O Nobel da Medicina 2016 foi atribuído ao japonês Yoshinori Ohsumi, pelo seu trabalho no campo da regeneração celular. 

O laureado com prémio da academia sueca para a medicina e fisiologia tem 71 anos e vê, deste modo, reconhecido o seu trabalho sobre os "mecanismos de autofagia". 

 

 

As descobertas de Yoshinori Ohsumi levaram um "novo entendimento sobre o modo como as células se regeneram”, refere o comunicado da academia.

O seu trabalho “abriu caminho” para perceber a “importância da autofagia em muitos processos fisiológicos” e compreender como as células se conseguem “adaptar à fome” e “responder à infeção”, por exemplo. Mais: "As mutações nos genes da autofagia podem provocar doenças e o processo autofágico está envolvido em diversos problemas, incluindo o cancro e as doenças neurológicas".

A palavra autofagia vem das palavras gregas 'auto', que significa "o próprio", e 'phagein', que significa comer, pelo que significa comer-se a si próprio.

Este conceito surgiu nos anos 1960, quando os investigadores observaram pela primeira vez que a célula conseguia destruir os seus próprios conteúdos ao encerrá-los em membranas, formando vesículas em forma de sacos que são transportadas para um compartimento de reciclagem, chamado lisossoma, onde são degradados.

O processo era difícil de estudar e pouco se sabia sobre ele até que, numa série de experiências no início dos anos 1990, Yoshinori Ohsumi usou fermento de padeiro para identificar os genes essenciais à autofagia.

O cientista identificou depois os mecanismos subjacentes à autofagia no fermento e mostrou que as células humanas usam um sistema sofisticado do mesmo tipo.

Embora a autofagia seja conhecida há mais de 50 anos, a sua importância fundamental na fisiologia e na medicina só foi reconhecida após a investigação de Yoshinori Ohsumi nos anos 1990, que o júri do Nobel da Medicina considera ter operado uma mudança de paradigma.

Yoshinori Ohsumi nasceu em 1945 em Fukuoka, no Japão e terminou o seu doutoramento na Universidade de Tóquio em 1974.

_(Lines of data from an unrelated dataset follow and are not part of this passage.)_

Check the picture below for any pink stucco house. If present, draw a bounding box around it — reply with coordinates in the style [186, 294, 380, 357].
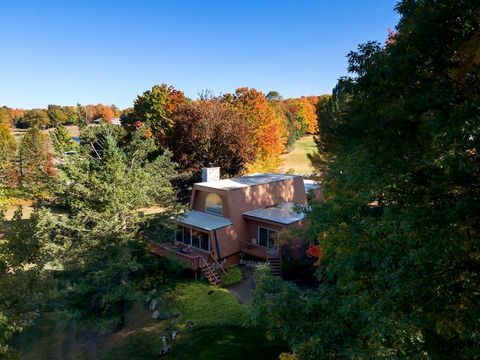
[149, 169, 321, 284]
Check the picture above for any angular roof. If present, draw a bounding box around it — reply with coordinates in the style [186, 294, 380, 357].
[176, 210, 232, 231]
[195, 173, 299, 190]
[243, 202, 305, 225]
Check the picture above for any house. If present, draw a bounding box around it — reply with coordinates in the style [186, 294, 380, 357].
[149, 168, 322, 283]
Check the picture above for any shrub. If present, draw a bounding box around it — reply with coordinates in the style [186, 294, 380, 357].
[220, 265, 243, 287]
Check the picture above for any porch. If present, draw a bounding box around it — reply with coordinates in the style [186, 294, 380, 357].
[148, 240, 212, 271]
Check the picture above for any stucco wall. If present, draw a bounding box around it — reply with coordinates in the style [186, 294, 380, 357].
[192, 176, 308, 260]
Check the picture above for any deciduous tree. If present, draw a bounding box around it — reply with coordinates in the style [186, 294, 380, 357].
[254, 1, 480, 358]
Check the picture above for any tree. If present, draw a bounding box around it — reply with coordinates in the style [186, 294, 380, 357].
[33, 128, 178, 329]
[0, 208, 53, 358]
[122, 84, 187, 146]
[0, 108, 10, 126]
[266, 90, 283, 101]
[0, 123, 16, 184]
[253, 1, 480, 358]
[227, 87, 286, 172]
[18, 109, 50, 129]
[50, 125, 74, 153]
[169, 99, 256, 177]
[47, 105, 68, 127]
[18, 128, 55, 192]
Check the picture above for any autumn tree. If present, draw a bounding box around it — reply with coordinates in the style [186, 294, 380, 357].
[47, 105, 68, 127]
[18, 128, 55, 193]
[227, 87, 286, 172]
[122, 84, 187, 146]
[170, 99, 256, 177]
[0, 123, 16, 184]
[0, 108, 10, 125]
[17, 109, 50, 129]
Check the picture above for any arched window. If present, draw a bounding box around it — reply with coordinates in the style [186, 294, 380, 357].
[205, 193, 223, 216]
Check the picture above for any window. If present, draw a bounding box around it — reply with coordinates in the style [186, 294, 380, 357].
[200, 232, 210, 251]
[257, 227, 278, 249]
[183, 227, 190, 244]
[176, 226, 210, 252]
[205, 193, 223, 216]
[191, 229, 201, 248]
[175, 226, 183, 242]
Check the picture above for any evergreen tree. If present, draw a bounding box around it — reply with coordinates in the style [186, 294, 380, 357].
[35, 129, 178, 329]
[50, 125, 74, 153]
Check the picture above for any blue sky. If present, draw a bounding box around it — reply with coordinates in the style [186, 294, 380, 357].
[0, 0, 400, 109]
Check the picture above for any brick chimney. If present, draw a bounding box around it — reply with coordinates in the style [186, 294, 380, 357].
[201, 167, 220, 182]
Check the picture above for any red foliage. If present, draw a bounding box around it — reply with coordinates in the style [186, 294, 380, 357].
[306, 244, 324, 266]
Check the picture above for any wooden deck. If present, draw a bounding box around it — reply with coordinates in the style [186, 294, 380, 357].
[148, 241, 211, 271]
[241, 241, 280, 260]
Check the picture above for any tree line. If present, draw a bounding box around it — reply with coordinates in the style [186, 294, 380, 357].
[0, 104, 120, 129]
[0, 88, 328, 199]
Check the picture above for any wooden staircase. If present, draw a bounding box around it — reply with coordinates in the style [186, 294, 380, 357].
[267, 251, 282, 277]
[200, 260, 220, 286]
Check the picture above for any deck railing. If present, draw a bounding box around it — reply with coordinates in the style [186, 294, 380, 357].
[148, 241, 206, 271]
[240, 240, 281, 259]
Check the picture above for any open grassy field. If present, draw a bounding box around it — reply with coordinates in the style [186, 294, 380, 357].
[278, 135, 317, 175]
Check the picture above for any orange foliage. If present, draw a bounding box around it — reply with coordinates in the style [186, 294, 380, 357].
[100, 106, 115, 122]
[231, 87, 286, 171]
[288, 97, 319, 134]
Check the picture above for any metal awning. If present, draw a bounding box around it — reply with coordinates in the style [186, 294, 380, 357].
[243, 202, 305, 225]
[176, 210, 232, 231]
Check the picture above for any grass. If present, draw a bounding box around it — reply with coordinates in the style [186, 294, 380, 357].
[15, 281, 284, 359]
[103, 326, 286, 360]
[168, 326, 287, 360]
[278, 135, 317, 175]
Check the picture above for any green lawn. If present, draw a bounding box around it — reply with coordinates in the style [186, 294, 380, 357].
[103, 326, 286, 360]
[278, 135, 317, 175]
[15, 281, 285, 360]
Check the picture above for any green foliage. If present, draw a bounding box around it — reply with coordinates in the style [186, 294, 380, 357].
[254, 1, 480, 359]
[18, 109, 50, 129]
[50, 125, 75, 153]
[0, 208, 53, 358]
[251, 267, 310, 346]
[46, 105, 68, 127]
[167, 282, 249, 328]
[122, 84, 186, 146]
[33, 129, 179, 329]
[220, 265, 243, 287]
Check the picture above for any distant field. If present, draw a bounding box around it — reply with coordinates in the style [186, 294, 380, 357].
[12, 125, 80, 142]
[277, 135, 317, 175]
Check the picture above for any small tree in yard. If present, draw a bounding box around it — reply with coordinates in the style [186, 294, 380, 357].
[18, 128, 55, 193]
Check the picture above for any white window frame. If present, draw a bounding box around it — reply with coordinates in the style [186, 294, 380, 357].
[256, 226, 278, 249]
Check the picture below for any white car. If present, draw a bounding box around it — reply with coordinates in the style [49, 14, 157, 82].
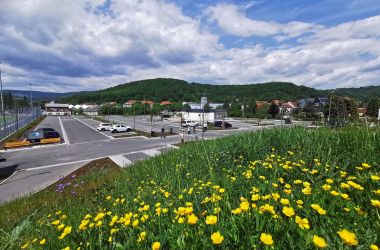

Após três anos na Universidade Rockefeller, em Nova Iorque, regressou à Universidade de Tóquio, onde estabeleceu a sua equipa de investigação, em 1988.

Desde 2009, é professor no Instituto de Tecnologia de Tóquio.

"Justíssimo"

Esta distinção a Yoshinori Ohsumi “já era esperada há algum tempo”, segundo o investigador do Centro de Neurociências e Biologia Celular (CNC) da Universidade de Coimbra Luís Pereira de Almeida. 

“No Japão tem-se desenvolvido muito o estudo desta área [sobre a autofagia/’reciclagem’ das células], que tem um potencial enorme”, e “a entrega do Nobel a Ohsumi é justíssima”, disse à Lusa o investigador, que ficou "muito satisfeito com a notícia”, mas não “surpreendido”. Não o surpreenderia, igualmente, “se o prémio também incluísse [Noboru] Mizushima e Kazutoshi Mori”, que são seguidores do laureado e têm trabalhado com ele.

Calendário dos prémios

A temporada dos prémios Nobel 2016 começou precisamente com o anúncio do Nobel da Medicina e prossegue com o da Física (terça-feira), da Química (quarta-feira), da Paz (sexta-feira) e da Economia (dia 10). O Nobel da Literatura será atribuído a 13 de outubro.

Criados em 1895 pelo químico, engenheiro e industrial sueco Alfred Nobel (inventor da dinamite), estes prémios foram atribuídos pela primeira vez em 1901.

Os laureados têm uma recompensa monetária de oito milhões de coroas suecas, o equivalente a cerca de 834.000 euros.